Galls on trees can be formed by a variety of different diseases insects, mites, bacteria, fungi, viruses or injury. Most often galls are caused by insects or mites. If gall attacks the leaves, usually no harm or damage will come to your tree. But if your tree becomes heavily infested with gall on its branches then it can harm or kill your tree.
Galls attack all parts of the tree, but most often it attacks the leaves of the tree. Galls also vary in size. They can be small like ¼ inch, or they can grow to over 12 inches. It is important to remember to disinfect any tools that you used for the job. This keeps the disease from spreading to other trees. Combine a mixture that consists of 20 percent commercial bleach with 80 percent water. Either dip the tools into this solution, or wash the tools with a rag dipped in this solution. Wipe the tools off with a dry towel to keep them from rusting. Although there are hundreds of different types of galls, this article will cover some of the more frequent ones that may attack your tree.
Galls from Wasps
When a gall is caused by a wasp laying her eggs in the tissues of the tree, they have some distinctive features. The wasps generally attack the leaves or twigs of the oak trees or roses. The gall will be green or red in color and round or irregular in shape. The larvae eat the food inside the gall to survive and grow. The galls will deform the leaves of the trees. If you notice gall on the roses, you can prune them away. If the gall is on the leaves, you can either leave them or use carbaryl in the spring. Carbaryl is toxic and in some countries it is illegal to use. For an available alternative to where you live, talk to your local county extension agent. They can give you a list of safer solutions to use.
Cedar Apple Rust
Cedar apple rust is also called Gymnosporangium juniperi-Virginian. This gall starts out small, but when exposed to the spring rains, they swell and grow bigger. The cedar apple rust usually forms at the tips of the cedar trees and they are easily recognized. They are dark orange in color and they look like a rubbery, gelatinous substance with many telial horns coming out of it.

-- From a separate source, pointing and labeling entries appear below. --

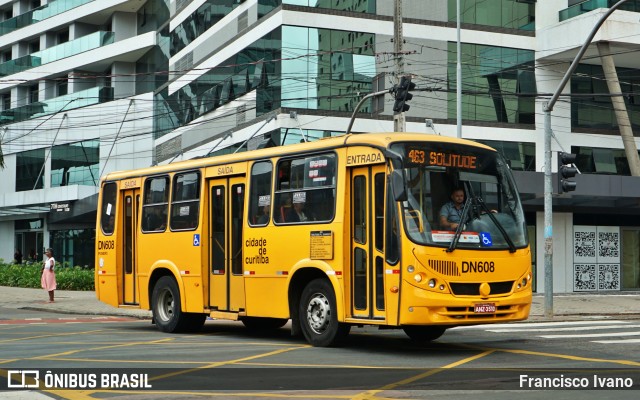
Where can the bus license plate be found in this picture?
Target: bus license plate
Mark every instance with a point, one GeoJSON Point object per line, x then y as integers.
{"type": "Point", "coordinates": [486, 308]}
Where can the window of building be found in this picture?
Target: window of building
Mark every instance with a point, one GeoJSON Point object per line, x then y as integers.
{"type": "Point", "coordinates": [156, 204]}
{"type": "Point", "coordinates": [74, 247]}
{"type": "Point", "coordinates": [62, 85]}
{"type": "Point", "coordinates": [33, 93]}
{"type": "Point", "coordinates": [520, 156]}
{"type": "Point", "coordinates": [75, 164]}
{"type": "Point", "coordinates": [590, 160]}
{"type": "Point", "coordinates": [596, 112]}
{"type": "Point", "coordinates": [5, 101]}
{"type": "Point", "coordinates": [34, 46]}
{"type": "Point", "coordinates": [62, 36]}
{"type": "Point", "coordinates": [185, 202]}
{"type": "Point", "coordinates": [260, 198]}
{"type": "Point", "coordinates": [514, 14]}
{"type": "Point", "coordinates": [5, 55]}
{"type": "Point", "coordinates": [305, 190]}
{"type": "Point", "coordinates": [495, 76]}
{"type": "Point", "coordinates": [28, 167]}
{"type": "Point", "coordinates": [108, 209]}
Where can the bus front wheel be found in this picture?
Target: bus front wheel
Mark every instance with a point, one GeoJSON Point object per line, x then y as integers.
{"type": "Point", "coordinates": [167, 311]}
{"type": "Point", "coordinates": [424, 333]}
{"type": "Point", "coordinates": [318, 315]}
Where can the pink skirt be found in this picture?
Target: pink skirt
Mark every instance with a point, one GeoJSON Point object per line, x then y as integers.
{"type": "Point", "coordinates": [48, 280]}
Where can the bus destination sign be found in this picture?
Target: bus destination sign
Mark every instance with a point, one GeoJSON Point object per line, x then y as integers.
{"type": "Point", "coordinates": [441, 159]}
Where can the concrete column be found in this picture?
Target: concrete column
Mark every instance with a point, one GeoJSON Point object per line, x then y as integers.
{"type": "Point", "coordinates": [620, 108]}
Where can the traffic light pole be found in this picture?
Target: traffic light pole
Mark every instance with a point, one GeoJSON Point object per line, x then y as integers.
{"type": "Point", "coordinates": [548, 186]}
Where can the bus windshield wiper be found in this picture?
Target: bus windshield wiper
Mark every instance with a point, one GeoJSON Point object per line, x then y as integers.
{"type": "Point", "coordinates": [483, 205]}
{"type": "Point", "coordinates": [463, 217]}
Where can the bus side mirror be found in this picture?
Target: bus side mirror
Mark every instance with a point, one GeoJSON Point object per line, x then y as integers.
{"type": "Point", "coordinates": [397, 185]}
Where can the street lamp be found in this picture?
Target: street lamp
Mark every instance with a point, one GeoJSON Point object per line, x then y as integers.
{"type": "Point", "coordinates": [548, 186]}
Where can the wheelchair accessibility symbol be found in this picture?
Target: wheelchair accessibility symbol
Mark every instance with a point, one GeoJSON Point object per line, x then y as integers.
{"type": "Point", "coordinates": [485, 239]}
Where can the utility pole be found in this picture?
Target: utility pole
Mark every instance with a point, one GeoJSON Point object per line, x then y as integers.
{"type": "Point", "coordinates": [399, 122]}
{"type": "Point", "coordinates": [458, 74]}
{"type": "Point", "coordinates": [548, 186]}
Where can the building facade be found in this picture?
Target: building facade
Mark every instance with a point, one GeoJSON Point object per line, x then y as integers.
{"type": "Point", "coordinates": [89, 87]}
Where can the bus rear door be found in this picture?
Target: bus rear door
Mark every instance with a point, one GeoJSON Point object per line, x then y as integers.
{"type": "Point", "coordinates": [226, 210]}
{"type": "Point", "coordinates": [131, 202]}
{"type": "Point", "coordinates": [367, 242]}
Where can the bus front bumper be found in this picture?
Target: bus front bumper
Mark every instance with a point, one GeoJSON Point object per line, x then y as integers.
{"type": "Point", "coordinates": [422, 307]}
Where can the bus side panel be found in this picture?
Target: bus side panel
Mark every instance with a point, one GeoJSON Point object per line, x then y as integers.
{"type": "Point", "coordinates": [175, 251]}
{"type": "Point", "coordinates": [266, 296]}
{"type": "Point", "coordinates": [271, 257]}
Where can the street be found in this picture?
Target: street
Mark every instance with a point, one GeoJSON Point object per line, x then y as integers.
{"type": "Point", "coordinates": [225, 359]}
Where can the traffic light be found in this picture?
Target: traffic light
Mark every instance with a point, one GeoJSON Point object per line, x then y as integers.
{"type": "Point", "coordinates": [403, 95]}
{"type": "Point", "coordinates": [566, 171]}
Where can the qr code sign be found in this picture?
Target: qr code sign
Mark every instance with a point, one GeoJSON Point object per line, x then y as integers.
{"type": "Point", "coordinates": [608, 277]}
{"type": "Point", "coordinates": [584, 244]}
{"type": "Point", "coordinates": [584, 277]}
{"type": "Point", "coordinates": [609, 244]}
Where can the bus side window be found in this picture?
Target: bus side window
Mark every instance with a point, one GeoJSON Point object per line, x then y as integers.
{"type": "Point", "coordinates": [260, 196]}
{"type": "Point", "coordinates": [108, 213]}
{"type": "Point", "coordinates": [185, 203]}
{"type": "Point", "coordinates": [155, 204]}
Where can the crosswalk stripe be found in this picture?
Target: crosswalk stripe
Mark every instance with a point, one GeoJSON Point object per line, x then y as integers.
{"type": "Point", "coordinates": [587, 335]}
{"type": "Point", "coordinates": [617, 341]}
{"type": "Point", "coordinates": [573, 328]}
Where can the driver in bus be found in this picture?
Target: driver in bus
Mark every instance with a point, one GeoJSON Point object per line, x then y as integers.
{"type": "Point", "coordinates": [451, 212]}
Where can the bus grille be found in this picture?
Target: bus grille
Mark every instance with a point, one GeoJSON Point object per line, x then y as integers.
{"type": "Point", "coordinates": [473, 289]}
{"type": "Point", "coordinates": [444, 267]}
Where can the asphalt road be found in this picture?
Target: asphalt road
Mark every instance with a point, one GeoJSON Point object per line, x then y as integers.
{"type": "Point", "coordinates": [226, 360]}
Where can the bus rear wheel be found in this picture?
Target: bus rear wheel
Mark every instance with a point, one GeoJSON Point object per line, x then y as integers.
{"type": "Point", "coordinates": [167, 311]}
{"type": "Point", "coordinates": [424, 333]}
{"type": "Point", "coordinates": [318, 315]}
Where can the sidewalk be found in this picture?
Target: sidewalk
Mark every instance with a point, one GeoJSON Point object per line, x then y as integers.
{"type": "Point", "coordinates": [565, 306]}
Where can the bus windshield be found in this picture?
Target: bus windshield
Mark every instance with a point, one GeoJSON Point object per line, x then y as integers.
{"type": "Point", "coordinates": [487, 203]}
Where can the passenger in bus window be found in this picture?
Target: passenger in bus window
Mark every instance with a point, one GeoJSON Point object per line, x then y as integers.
{"type": "Point", "coordinates": [451, 212]}
{"type": "Point", "coordinates": [297, 213]}
{"type": "Point", "coordinates": [263, 219]}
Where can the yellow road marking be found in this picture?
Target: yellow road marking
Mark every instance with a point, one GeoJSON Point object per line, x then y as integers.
{"type": "Point", "coordinates": [66, 353]}
{"type": "Point", "coordinates": [48, 335]}
{"type": "Point", "coordinates": [553, 355]}
{"type": "Point", "coordinates": [221, 363]}
{"type": "Point", "coordinates": [432, 371]}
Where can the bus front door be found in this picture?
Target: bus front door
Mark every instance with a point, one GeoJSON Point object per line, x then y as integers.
{"type": "Point", "coordinates": [367, 242]}
{"type": "Point", "coordinates": [226, 211]}
{"type": "Point", "coordinates": [131, 201]}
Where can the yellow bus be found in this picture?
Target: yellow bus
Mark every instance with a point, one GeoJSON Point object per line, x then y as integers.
{"type": "Point", "coordinates": [329, 234]}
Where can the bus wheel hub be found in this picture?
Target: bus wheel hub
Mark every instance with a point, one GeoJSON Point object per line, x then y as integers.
{"type": "Point", "coordinates": [318, 313]}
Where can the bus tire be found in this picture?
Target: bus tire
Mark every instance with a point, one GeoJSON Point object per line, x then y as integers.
{"type": "Point", "coordinates": [166, 307]}
{"type": "Point", "coordinates": [318, 315]}
{"type": "Point", "coordinates": [263, 324]}
{"type": "Point", "coordinates": [424, 333]}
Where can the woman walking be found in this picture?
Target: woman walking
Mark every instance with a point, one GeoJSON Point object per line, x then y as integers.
{"type": "Point", "coordinates": [48, 280]}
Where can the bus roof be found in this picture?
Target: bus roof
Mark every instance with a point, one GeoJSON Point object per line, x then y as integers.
{"type": "Point", "coordinates": [378, 140]}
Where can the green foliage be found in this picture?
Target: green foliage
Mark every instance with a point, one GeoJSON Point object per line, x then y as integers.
{"type": "Point", "coordinates": [28, 276]}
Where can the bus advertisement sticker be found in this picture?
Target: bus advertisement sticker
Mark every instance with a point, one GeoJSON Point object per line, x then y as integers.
{"type": "Point", "coordinates": [486, 239]}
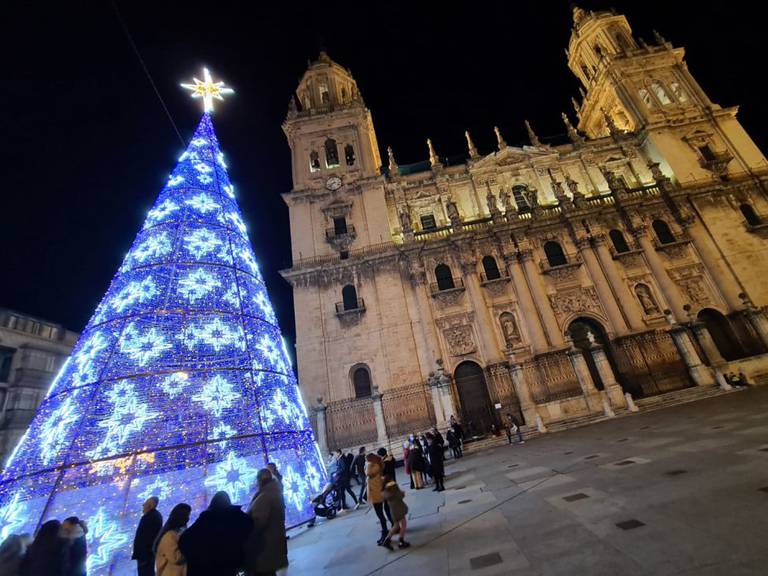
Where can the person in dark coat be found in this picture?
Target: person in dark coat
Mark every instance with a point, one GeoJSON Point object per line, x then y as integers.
{"type": "Point", "coordinates": [358, 468]}
{"type": "Point", "coordinates": [436, 459]}
{"type": "Point", "coordinates": [149, 527]}
{"type": "Point", "coordinates": [73, 531]}
{"type": "Point", "coordinates": [267, 510]}
{"type": "Point", "coordinates": [213, 545]}
{"type": "Point", "coordinates": [342, 481]}
{"type": "Point", "coordinates": [46, 555]}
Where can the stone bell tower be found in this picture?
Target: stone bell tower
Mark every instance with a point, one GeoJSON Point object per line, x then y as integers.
{"type": "Point", "coordinates": [633, 86]}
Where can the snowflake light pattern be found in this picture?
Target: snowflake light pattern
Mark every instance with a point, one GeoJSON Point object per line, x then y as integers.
{"type": "Point", "coordinates": [233, 475]}
{"type": "Point", "coordinates": [198, 284]}
{"type": "Point", "coordinates": [216, 395]}
{"type": "Point", "coordinates": [179, 385]}
{"type": "Point", "coordinates": [104, 539]}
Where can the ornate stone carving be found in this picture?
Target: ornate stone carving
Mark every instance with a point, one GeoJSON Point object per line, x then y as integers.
{"type": "Point", "coordinates": [574, 300]}
{"type": "Point", "coordinates": [647, 301]}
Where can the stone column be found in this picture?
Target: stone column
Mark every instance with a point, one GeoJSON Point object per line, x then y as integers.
{"type": "Point", "coordinates": [668, 287]}
{"type": "Point", "coordinates": [758, 321]}
{"type": "Point", "coordinates": [612, 388]}
{"type": "Point", "coordinates": [591, 393]}
{"type": "Point", "coordinates": [523, 392]}
{"type": "Point", "coordinates": [378, 413]}
{"type": "Point", "coordinates": [544, 306]}
{"type": "Point", "coordinates": [528, 313]}
{"type": "Point", "coordinates": [602, 287]}
{"type": "Point", "coordinates": [724, 280]}
{"type": "Point", "coordinates": [322, 431]}
{"type": "Point", "coordinates": [488, 345]}
{"type": "Point", "coordinates": [707, 344]}
{"type": "Point", "coordinates": [701, 374]}
{"type": "Point", "coordinates": [630, 305]}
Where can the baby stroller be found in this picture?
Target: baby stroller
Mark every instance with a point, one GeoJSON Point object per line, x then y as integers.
{"type": "Point", "coordinates": [327, 504]}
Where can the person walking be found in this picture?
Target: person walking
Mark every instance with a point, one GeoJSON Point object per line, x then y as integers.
{"type": "Point", "coordinates": [46, 555]}
{"type": "Point", "coordinates": [358, 470]}
{"type": "Point", "coordinates": [169, 561]}
{"type": "Point", "coordinates": [416, 464]}
{"type": "Point", "coordinates": [149, 527]}
{"type": "Point", "coordinates": [267, 549]}
{"type": "Point", "coordinates": [436, 462]}
{"type": "Point", "coordinates": [513, 427]}
{"type": "Point", "coordinates": [374, 470]}
{"type": "Point", "coordinates": [214, 543]}
{"type": "Point", "coordinates": [396, 500]}
{"type": "Point", "coordinates": [73, 532]}
{"type": "Point", "coordinates": [453, 443]}
{"type": "Point", "coordinates": [12, 552]}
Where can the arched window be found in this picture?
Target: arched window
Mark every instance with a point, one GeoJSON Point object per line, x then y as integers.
{"type": "Point", "coordinates": [349, 154]}
{"type": "Point", "coordinates": [750, 215]}
{"type": "Point", "coordinates": [555, 254]}
{"type": "Point", "coordinates": [361, 380]}
{"type": "Point", "coordinates": [331, 153]}
{"type": "Point", "coordinates": [619, 243]}
{"type": "Point", "coordinates": [491, 268]}
{"type": "Point", "coordinates": [661, 94]}
{"type": "Point", "coordinates": [663, 233]}
{"type": "Point", "coordinates": [314, 161]}
{"type": "Point", "coordinates": [678, 91]}
{"type": "Point", "coordinates": [349, 297]}
{"type": "Point", "coordinates": [646, 97]}
{"type": "Point", "coordinates": [444, 277]}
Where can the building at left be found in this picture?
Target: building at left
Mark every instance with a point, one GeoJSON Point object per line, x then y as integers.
{"type": "Point", "coordinates": [31, 352]}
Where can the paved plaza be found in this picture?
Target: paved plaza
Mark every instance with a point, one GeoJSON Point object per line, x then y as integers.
{"type": "Point", "coordinates": [679, 491]}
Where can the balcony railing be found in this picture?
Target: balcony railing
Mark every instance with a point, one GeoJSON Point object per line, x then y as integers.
{"type": "Point", "coordinates": [455, 284]}
{"type": "Point", "coordinates": [332, 234]}
{"type": "Point", "coordinates": [359, 308]}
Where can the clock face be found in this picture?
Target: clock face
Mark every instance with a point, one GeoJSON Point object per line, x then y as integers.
{"type": "Point", "coordinates": [333, 183]}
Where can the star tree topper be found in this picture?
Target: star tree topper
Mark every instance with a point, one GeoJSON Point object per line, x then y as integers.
{"type": "Point", "coordinates": [208, 90]}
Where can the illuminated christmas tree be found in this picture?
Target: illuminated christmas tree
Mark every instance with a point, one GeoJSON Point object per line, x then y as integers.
{"type": "Point", "coordinates": [179, 386]}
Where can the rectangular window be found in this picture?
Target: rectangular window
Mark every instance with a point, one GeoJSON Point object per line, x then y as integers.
{"type": "Point", "coordinates": [340, 226]}
{"type": "Point", "coordinates": [428, 222]}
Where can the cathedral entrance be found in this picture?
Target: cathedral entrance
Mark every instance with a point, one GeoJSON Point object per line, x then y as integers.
{"type": "Point", "coordinates": [476, 410]}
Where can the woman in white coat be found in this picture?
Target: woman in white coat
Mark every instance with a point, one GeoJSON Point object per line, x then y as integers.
{"type": "Point", "coordinates": [169, 560]}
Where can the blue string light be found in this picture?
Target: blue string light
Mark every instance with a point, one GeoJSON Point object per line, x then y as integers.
{"type": "Point", "coordinates": [179, 386]}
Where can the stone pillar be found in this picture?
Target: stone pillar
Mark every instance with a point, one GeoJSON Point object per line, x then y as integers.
{"type": "Point", "coordinates": [758, 321]}
{"type": "Point", "coordinates": [322, 431]}
{"type": "Point", "coordinates": [441, 418]}
{"type": "Point", "coordinates": [382, 439]}
{"type": "Point", "coordinates": [523, 392]}
{"type": "Point", "coordinates": [630, 305]}
{"type": "Point", "coordinates": [528, 313]}
{"type": "Point", "coordinates": [602, 287]}
{"type": "Point", "coordinates": [707, 344]}
{"type": "Point", "coordinates": [444, 388]}
{"type": "Point", "coordinates": [701, 374]}
{"type": "Point", "coordinates": [591, 394]}
{"type": "Point", "coordinates": [540, 299]}
{"type": "Point", "coordinates": [488, 345]}
{"type": "Point", "coordinates": [724, 279]}
{"type": "Point", "coordinates": [612, 388]}
{"type": "Point", "coordinates": [668, 288]}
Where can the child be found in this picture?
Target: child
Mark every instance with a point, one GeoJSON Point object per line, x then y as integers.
{"type": "Point", "coordinates": [394, 497]}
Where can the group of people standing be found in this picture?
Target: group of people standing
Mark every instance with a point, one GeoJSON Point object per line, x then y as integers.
{"type": "Point", "coordinates": [59, 549]}
{"type": "Point", "coordinates": [223, 540]}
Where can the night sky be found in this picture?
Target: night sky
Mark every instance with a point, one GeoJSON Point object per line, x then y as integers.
{"type": "Point", "coordinates": [87, 145]}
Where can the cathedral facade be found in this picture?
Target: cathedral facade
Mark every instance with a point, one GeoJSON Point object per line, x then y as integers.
{"type": "Point", "coordinates": [551, 281]}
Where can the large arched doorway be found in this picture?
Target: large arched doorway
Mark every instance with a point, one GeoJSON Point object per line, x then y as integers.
{"type": "Point", "coordinates": [722, 333]}
{"type": "Point", "coordinates": [476, 410]}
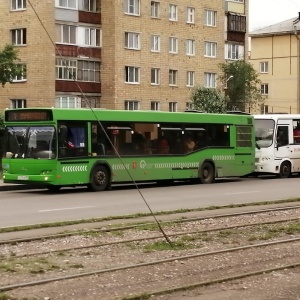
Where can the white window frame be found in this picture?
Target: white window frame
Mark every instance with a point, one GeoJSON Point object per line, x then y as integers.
{"type": "Point", "coordinates": [210, 49]}
{"type": "Point", "coordinates": [210, 17]}
{"type": "Point", "coordinates": [17, 103]}
{"type": "Point", "coordinates": [18, 5]}
{"type": "Point", "coordinates": [210, 80]}
{"type": "Point", "coordinates": [23, 76]}
{"type": "Point", "coordinates": [71, 101]}
{"type": "Point", "coordinates": [190, 47]}
{"type": "Point", "coordinates": [155, 9]}
{"type": "Point", "coordinates": [172, 106]}
{"type": "Point", "coordinates": [173, 77]}
{"type": "Point", "coordinates": [132, 105]}
{"type": "Point", "coordinates": [173, 12]}
{"type": "Point", "coordinates": [264, 89]}
{"type": "Point", "coordinates": [69, 4]}
{"type": "Point", "coordinates": [155, 43]}
{"type": "Point", "coordinates": [190, 78]}
{"type": "Point", "coordinates": [155, 105]}
{"type": "Point", "coordinates": [66, 34]}
{"type": "Point", "coordinates": [155, 76]}
{"type": "Point", "coordinates": [234, 51]}
{"type": "Point", "coordinates": [132, 75]}
{"type": "Point", "coordinates": [173, 45]}
{"type": "Point", "coordinates": [132, 40]}
{"type": "Point", "coordinates": [19, 36]}
{"type": "Point", "coordinates": [132, 7]}
{"type": "Point", "coordinates": [65, 69]}
{"type": "Point", "coordinates": [190, 15]}
{"type": "Point", "coordinates": [264, 67]}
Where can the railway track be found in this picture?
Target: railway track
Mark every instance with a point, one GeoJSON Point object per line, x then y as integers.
{"type": "Point", "coordinates": [203, 251]}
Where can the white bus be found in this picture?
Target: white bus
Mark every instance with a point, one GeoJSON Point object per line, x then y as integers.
{"type": "Point", "coordinates": [277, 141]}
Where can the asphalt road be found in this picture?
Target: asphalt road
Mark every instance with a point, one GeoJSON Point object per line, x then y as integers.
{"type": "Point", "coordinates": [34, 206]}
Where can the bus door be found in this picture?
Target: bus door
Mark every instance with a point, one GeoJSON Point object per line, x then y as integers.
{"type": "Point", "coordinates": [284, 139]}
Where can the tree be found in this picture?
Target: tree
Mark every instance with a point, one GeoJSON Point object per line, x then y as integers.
{"type": "Point", "coordinates": [8, 66]}
{"type": "Point", "coordinates": [241, 85]}
{"type": "Point", "coordinates": [208, 100]}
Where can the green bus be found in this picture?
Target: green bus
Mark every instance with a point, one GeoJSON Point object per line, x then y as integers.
{"type": "Point", "coordinates": [55, 147]}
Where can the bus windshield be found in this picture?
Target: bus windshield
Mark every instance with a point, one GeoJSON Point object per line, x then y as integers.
{"type": "Point", "coordinates": [30, 142]}
{"type": "Point", "coordinates": [264, 131]}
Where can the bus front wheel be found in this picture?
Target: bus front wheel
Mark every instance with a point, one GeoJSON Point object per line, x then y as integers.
{"type": "Point", "coordinates": [285, 170]}
{"type": "Point", "coordinates": [207, 173]}
{"type": "Point", "coordinates": [99, 179]}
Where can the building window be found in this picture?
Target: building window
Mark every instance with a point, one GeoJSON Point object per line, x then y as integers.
{"type": "Point", "coordinates": [66, 34]}
{"type": "Point", "coordinates": [66, 3]}
{"type": "Point", "coordinates": [210, 49]}
{"type": "Point", "coordinates": [210, 80]}
{"type": "Point", "coordinates": [23, 73]}
{"type": "Point", "coordinates": [132, 7]}
{"type": "Point", "coordinates": [155, 76]}
{"type": "Point", "coordinates": [173, 14]}
{"type": "Point", "coordinates": [173, 77]}
{"type": "Point", "coordinates": [18, 4]}
{"type": "Point", "coordinates": [92, 37]}
{"type": "Point", "coordinates": [132, 74]}
{"type": "Point", "coordinates": [88, 71]}
{"type": "Point", "coordinates": [264, 89]}
{"type": "Point", "coordinates": [155, 9]}
{"type": "Point", "coordinates": [68, 102]}
{"type": "Point", "coordinates": [190, 78]}
{"type": "Point", "coordinates": [264, 67]}
{"type": "Point", "coordinates": [173, 106]}
{"type": "Point", "coordinates": [173, 45]}
{"type": "Point", "coordinates": [210, 17]}
{"type": "Point", "coordinates": [66, 69]}
{"type": "Point", "coordinates": [190, 15]}
{"type": "Point", "coordinates": [17, 103]}
{"type": "Point", "coordinates": [234, 51]}
{"type": "Point", "coordinates": [236, 23]}
{"type": "Point", "coordinates": [18, 37]}
{"type": "Point", "coordinates": [132, 40]}
{"type": "Point", "coordinates": [155, 43]}
{"type": "Point", "coordinates": [155, 105]}
{"type": "Point", "coordinates": [89, 5]}
{"type": "Point", "coordinates": [131, 105]}
{"type": "Point", "coordinates": [190, 47]}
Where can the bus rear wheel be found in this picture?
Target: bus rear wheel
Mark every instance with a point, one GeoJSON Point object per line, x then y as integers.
{"type": "Point", "coordinates": [285, 170]}
{"type": "Point", "coordinates": [207, 173]}
{"type": "Point", "coordinates": [99, 179]}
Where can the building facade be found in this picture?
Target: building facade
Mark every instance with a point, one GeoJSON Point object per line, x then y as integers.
{"type": "Point", "coordinates": [275, 54]}
{"type": "Point", "coordinates": [121, 54]}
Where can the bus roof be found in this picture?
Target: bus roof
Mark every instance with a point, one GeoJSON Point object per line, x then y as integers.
{"type": "Point", "coordinates": [84, 114]}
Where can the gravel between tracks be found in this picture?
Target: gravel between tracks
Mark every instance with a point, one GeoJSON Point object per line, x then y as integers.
{"type": "Point", "coordinates": [117, 285]}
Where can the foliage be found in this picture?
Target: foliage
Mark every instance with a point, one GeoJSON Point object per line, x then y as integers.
{"type": "Point", "coordinates": [8, 66]}
{"type": "Point", "coordinates": [242, 85]}
{"type": "Point", "coordinates": [208, 100]}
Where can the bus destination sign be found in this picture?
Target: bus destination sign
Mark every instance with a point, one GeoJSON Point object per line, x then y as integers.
{"type": "Point", "coordinates": [28, 115]}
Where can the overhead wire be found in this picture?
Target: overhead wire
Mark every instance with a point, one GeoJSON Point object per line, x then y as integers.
{"type": "Point", "coordinates": [102, 127]}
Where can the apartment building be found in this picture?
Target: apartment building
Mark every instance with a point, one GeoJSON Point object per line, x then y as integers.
{"type": "Point", "coordinates": [275, 54]}
{"type": "Point", "coordinates": [119, 54]}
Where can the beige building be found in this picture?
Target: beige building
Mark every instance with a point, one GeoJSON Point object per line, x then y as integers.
{"type": "Point", "coordinates": [120, 54]}
{"type": "Point", "coordinates": [275, 54]}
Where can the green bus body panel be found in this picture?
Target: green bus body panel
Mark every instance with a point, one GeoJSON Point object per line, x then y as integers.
{"type": "Point", "coordinates": [229, 161]}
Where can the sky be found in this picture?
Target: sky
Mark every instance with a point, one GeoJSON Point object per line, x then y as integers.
{"type": "Point", "coordinates": [263, 13]}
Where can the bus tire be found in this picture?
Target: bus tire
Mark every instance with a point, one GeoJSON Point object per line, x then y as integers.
{"type": "Point", "coordinates": [285, 170]}
{"type": "Point", "coordinates": [99, 179]}
{"type": "Point", "coordinates": [53, 188]}
{"type": "Point", "coordinates": [207, 173]}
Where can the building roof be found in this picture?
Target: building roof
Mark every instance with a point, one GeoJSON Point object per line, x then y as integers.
{"type": "Point", "coordinates": [286, 27]}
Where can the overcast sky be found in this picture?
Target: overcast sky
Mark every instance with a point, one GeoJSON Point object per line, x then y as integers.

If left on the tree, the galls will die during the summer months. These should be pruned off the tree when you see them because they can cause the tip of the branches to die. By removing the galls as they appear, you will be breaking the fungus life cycle.
Bacterium causes crown gall and generally cherry and apple trees are the most susceptible. This disease attacks the roots and stems of the tree. When the disease is young, the gall will appear soft and light tan in color. As the gall ages, it turns hard and black in color. This disease can remain in the ground for a year or longer. To get rid of crown gall, you'll need to find a special pesticide made for this type of gall.
Ash Flower Gall
This gall is caused by a tiny mite called the eriophyid mite. You'll need a magnifying glass in order to see this mite. During the winter, the mites live under the buds of the ash tree. They feed on the male flowers in the spring. The galls range from a half-inch to one inch. They do not harm your tree, but they can make it look bad with deformed flowers.